Reclutati 959 pazienti da tutte le regioni italiane per un’analisi retrospettiva dal settembre 2019 al marzo 2020. Nel sangue di 111 italiani sono stati trovati gli anticorpi neutralizzanti, presente almeno un positivo in 13 regioni. Cliccate qui.

Bocciato dall’OMS

L’articolo dell’Istituto milanese, dal marzo 2021, figura fra quelli per i quali è stata espressa una perplessità, la cosiddetta Expressions of concern. È prassi per le pubblicazioni passare attraverso le verifiche da parte di terzi. È il criterio che rende valida una tesi o, al contrario, stabilisce se siano necessari ulteriori approfondimenti. Ed è stata l’OMS a chiedere chiarimenti. A quel punto, a tempo record, sia l’editore della rivista, sia la Casa editrice hanno espresso le loro perplessità con un’altra Expressions of concern. E il lavoro è finito su Retraction Watch, il sito che pubblica le pubblicazioni ritenute false. Cliccate qui.

Insomma, nel giro di 24 ore l’articolo è stato bloccato e sbugiardato pubblicamente. 

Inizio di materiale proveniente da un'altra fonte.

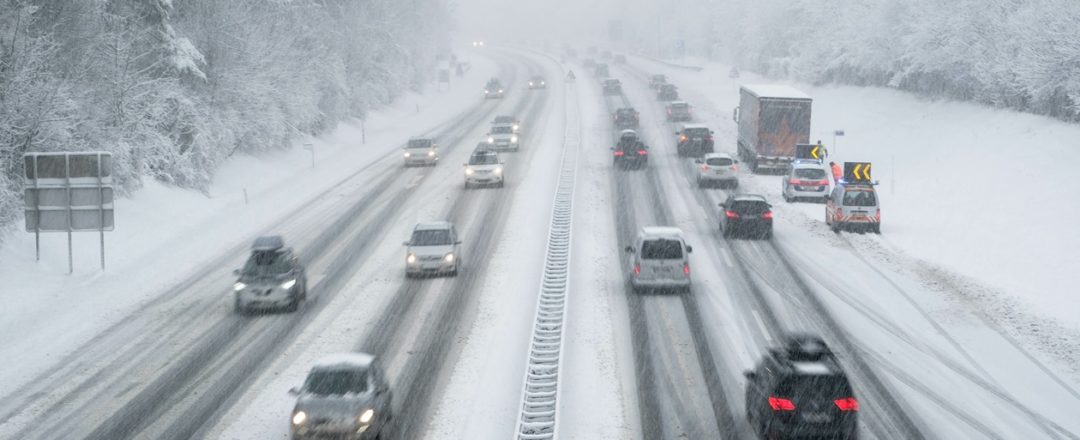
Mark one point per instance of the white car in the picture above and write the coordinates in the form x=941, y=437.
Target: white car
x=484, y=168
x=433, y=249
x=718, y=169
x=421, y=152
x=806, y=180
x=503, y=137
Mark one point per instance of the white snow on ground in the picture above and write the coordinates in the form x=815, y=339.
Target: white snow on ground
x=164, y=234
x=975, y=200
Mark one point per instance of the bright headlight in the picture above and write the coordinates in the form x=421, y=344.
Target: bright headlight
x=366, y=416
x=299, y=417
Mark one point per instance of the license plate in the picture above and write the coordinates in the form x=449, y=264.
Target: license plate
x=817, y=417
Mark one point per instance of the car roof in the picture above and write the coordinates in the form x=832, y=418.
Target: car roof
x=777, y=91
x=345, y=360
x=661, y=231
x=439, y=225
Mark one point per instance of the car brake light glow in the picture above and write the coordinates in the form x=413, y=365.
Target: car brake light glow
x=847, y=403
x=782, y=404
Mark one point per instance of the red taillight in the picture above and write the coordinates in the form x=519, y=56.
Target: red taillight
x=782, y=404
x=847, y=404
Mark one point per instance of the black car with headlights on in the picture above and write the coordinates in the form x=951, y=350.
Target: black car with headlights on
x=747, y=215
x=271, y=278
x=799, y=390
x=345, y=396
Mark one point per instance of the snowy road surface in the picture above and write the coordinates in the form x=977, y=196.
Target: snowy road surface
x=171, y=360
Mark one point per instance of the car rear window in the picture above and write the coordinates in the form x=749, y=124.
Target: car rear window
x=813, y=387
x=336, y=382
x=419, y=143
x=662, y=249
x=860, y=199
x=810, y=173
x=750, y=207
x=430, y=238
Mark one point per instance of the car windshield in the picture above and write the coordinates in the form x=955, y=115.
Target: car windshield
x=262, y=263
x=860, y=198
x=748, y=207
x=813, y=388
x=431, y=238
x=662, y=249
x=810, y=173
x=419, y=143
x=336, y=382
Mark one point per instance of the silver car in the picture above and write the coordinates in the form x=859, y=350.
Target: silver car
x=660, y=260
x=717, y=169
x=503, y=137
x=433, y=249
x=805, y=180
x=421, y=151
x=484, y=168
x=345, y=397
x=271, y=278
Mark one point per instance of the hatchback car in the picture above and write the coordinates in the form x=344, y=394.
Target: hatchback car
x=345, y=396
x=717, y=169
x=746, y=215
x=660, y=260
x=805, y=180
x=612, y=87
x=666, y=92
x=503, y=137
x=421, y=151
x=853, y=207
x=679, y=110
x=484, y=168
x=693, y=140
x=272, y=277
x=434, y=249
x=799, y=390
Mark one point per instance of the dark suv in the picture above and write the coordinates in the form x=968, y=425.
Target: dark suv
x=626, y=118
x=694, y=140
x=666, y=92
x=748, y=215
x=799, y=390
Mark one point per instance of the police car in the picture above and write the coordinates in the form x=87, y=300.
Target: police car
x=853, y=203
x=800, y=390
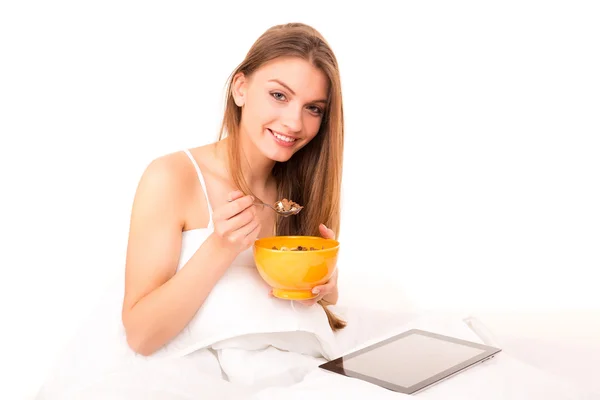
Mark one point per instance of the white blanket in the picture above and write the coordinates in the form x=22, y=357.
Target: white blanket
x=237, y=370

In sintesi, le analisi svolte da OMS dicono che il lavoro dell’Istituto dei tumori non è valido: non è vero per l’Organizzazione Mondiale della Sanità che nei pazienti esaminati dal settembre 2019 vi sarebbero state tracce del virus. La seconda prova richiesta dall’Editore mostrerebbe, al contrario, la bontà dello studio, perciò nel novembre 2021 sia l’Editore sia la Casa editrice ritirano la loro Expression of concern.

Ma l’OMS insiste: la revisione non va bene e lo studio è fallace.

A questo punto, gli autori dell’Istituto milanese, convinti del loro operato, inviano i campioni a un terzo laboratorio in Olanda, gestito dall’ OMS, che conferma la validità delle analisi. Cliccate qui. Ma l’OMS è ancora reticente. La storia è raccontata da Reuters, qui.

Come se ne esce? Cercando di capire quale dei due metodi utilizzati (quello degli autori del lavoro da una parte e quello dell’OMS dall’altra) è più attendibile.

Si testano entrambi i metodi su campioni di persone malate di Covid ed emerge che il metodo usato dall’OMS non rileva la gran parte delle infezioni (reali) al contrario di quello usato dall’Istituto dei Tumori che appare precisissimo.

Tutto bene, dunque? Il lavoro dell’Istituto dei Tumori è assolto? In teoria sì ma in pratica compare ancora sul sito Retraction Watch, mai ritirato dal marzo 2021. Cliccate qui.

Perciò, ancora oggi, chiunque si metta alla ricerca di quel lavoro si convincerà che si tratta di una bufala.

Conclusioni

Il fatto che il virus circolasse già diversi mesi prima del dicembre 2019 è un dato di fatto. Non solo in Italia ma in mezzo mondo, perciò, guardando alla definizione data dall’OMS, era già pandemico. Tuttavia per i casi di polmoniti dell’ultimo quinquennio – che pure si presentavano numerose tutti gli inverni, specie nelle regioni del Nord Italia e che venivano classificate ‘di origine ignota’ – non ci fu nessun allarme paragonabile a quello vissuto dal gennaio 2020 ad oggi. Le polmoniti sono state curate come sempre, i casi gravi che hanno portato alla morte registrati come decessi da malattia respiratoria (che da diversi anni sono aumento rispetto alla media nelle regioni del Nord).

C’è ora da chiedersi come mai l’OMS stia dimostrando non voler riconoscere che il virus fosse già presente prima del 2020 al di fuori della Cina.